International study abroad scholarship allows students to go overseas.

The Benjamin A. Gilman International Scholarship was recently awarded to 14 Temple students, giving them the opportunity to study throughout the world.

Eight recipients will be studying away this fall in Rome, Japan, the United Kingdom, Egypt, Denmark and France, according to the Office of Education Abroad and Overseas Campuses. The remaining students received scholarships for summer programs in India, Brazil, Jamaica and China.

Students who received the award talked about being overwhelmed when they found out that they had been selected for the scholarship.

“Winning the scholarship was a bit unexpected,”  senior sociology major Candace Copio said. “I was confident in my application and I put a lot of effort to make my essay stand out. However, I was made aware that the Gilman is a very prestigious scholarship. I researched the list of students who had received the awards the previous summer of 2011 — many came from Ivy League and other well-respected universities across the nation. I am grateful to be recognized and rewarded for my work.”

“There was a relief that washed over me when I found out I won the scholarship. It was a great feeling to know that all that hard work I had put into it was worth it and now I could afford the trip to India,” senior biological anthropology major Rica Perez said.

According to the scholarship’s website, it is awarded mainly to students who are not typically represented in study abroad programs, including students with financial need, students with disabilities, those pursuing careers in science and engineering and students with diverse ethnic backgrounds.

The average scholarship awarded is approximately $4,000 and is given to more than 2,300 students across the country.

Students must meet a certain criteria to be considered for the scholarship. Students must receive a Federal Pell Grant, already be accepted into a study abroad program and plan to study for at least four weeks in one country — not including Cuba or any country on the Department of State’s Travel Warning list.

For recipients like Dominique Moore who studied in Brazil, the scholarship allowed an opportunity to do something that didn’t seem possible.

“It felt as if it were the key that opened the door to limitless possibilities,” Moore, an English alumna, said. “Prior to getting accepted into the program and awarded the scholarship, I have never fathomed having the opportunity to study abroad. Thus, this enabled me to create a dream and then actually see it to fruition.”

Moore also described her time abroad, visiting Brazil’s rich culture, thanks in part to the Gilman Scholarship.
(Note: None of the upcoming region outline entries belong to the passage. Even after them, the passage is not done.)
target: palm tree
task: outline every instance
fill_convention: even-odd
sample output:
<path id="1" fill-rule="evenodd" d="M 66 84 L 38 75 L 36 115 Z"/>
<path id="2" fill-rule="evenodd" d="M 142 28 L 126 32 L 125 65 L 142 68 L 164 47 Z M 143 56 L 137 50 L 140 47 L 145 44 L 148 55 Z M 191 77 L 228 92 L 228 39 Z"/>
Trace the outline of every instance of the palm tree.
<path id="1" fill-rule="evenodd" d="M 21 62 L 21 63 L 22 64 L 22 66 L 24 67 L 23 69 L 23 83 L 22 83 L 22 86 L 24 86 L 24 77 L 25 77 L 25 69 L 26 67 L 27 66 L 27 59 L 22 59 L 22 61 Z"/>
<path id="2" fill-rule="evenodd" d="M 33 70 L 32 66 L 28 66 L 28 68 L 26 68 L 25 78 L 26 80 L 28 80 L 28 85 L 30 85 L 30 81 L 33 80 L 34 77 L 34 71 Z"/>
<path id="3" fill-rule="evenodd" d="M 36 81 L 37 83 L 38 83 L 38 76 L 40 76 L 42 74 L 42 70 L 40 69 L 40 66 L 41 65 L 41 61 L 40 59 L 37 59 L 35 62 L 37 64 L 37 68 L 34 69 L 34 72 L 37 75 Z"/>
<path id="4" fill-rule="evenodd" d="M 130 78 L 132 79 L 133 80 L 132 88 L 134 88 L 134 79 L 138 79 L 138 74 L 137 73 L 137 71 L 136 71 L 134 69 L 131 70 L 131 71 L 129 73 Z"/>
“I learned a lot about myself and most importantly the world that I live in. While there, I learned Portuguese and studied Afro-Brazilian culture and pop music,” Moore said.

Others talked about their time away and the experience they took from studying abroad.

“I ended up in Dhrangadhra, India, and it was an amazing experience,” Perez said. “It was like no place I had ever been and the life was much simpler and slower, being that it was a small town and the people were helpful and sweet.”

Petra Brayo, a senior neuorscience major, added that being abroad in Denmark was a learning experience in how other cultures act.

“I am now in Copenhagen, Denmark, and it is interesting,” Brayo said. “There are similarities to back home, but the Danish culture is really different. It all comes down to the Danish notions of a welfare nation-state. There this sense that every piece of the land belongs to everyone, so you have the duty to keep it clean and safe.”

While most students emphasized the experience they got out of studying abroad, Moore said that there should be no excuse for not getting out and trying to study abroad.

“Most importantly, if you want to study abroad, the best way to do it is to just do it,” Moore said. “Don’t allow obstacles to be factors as to why you don’t do it.”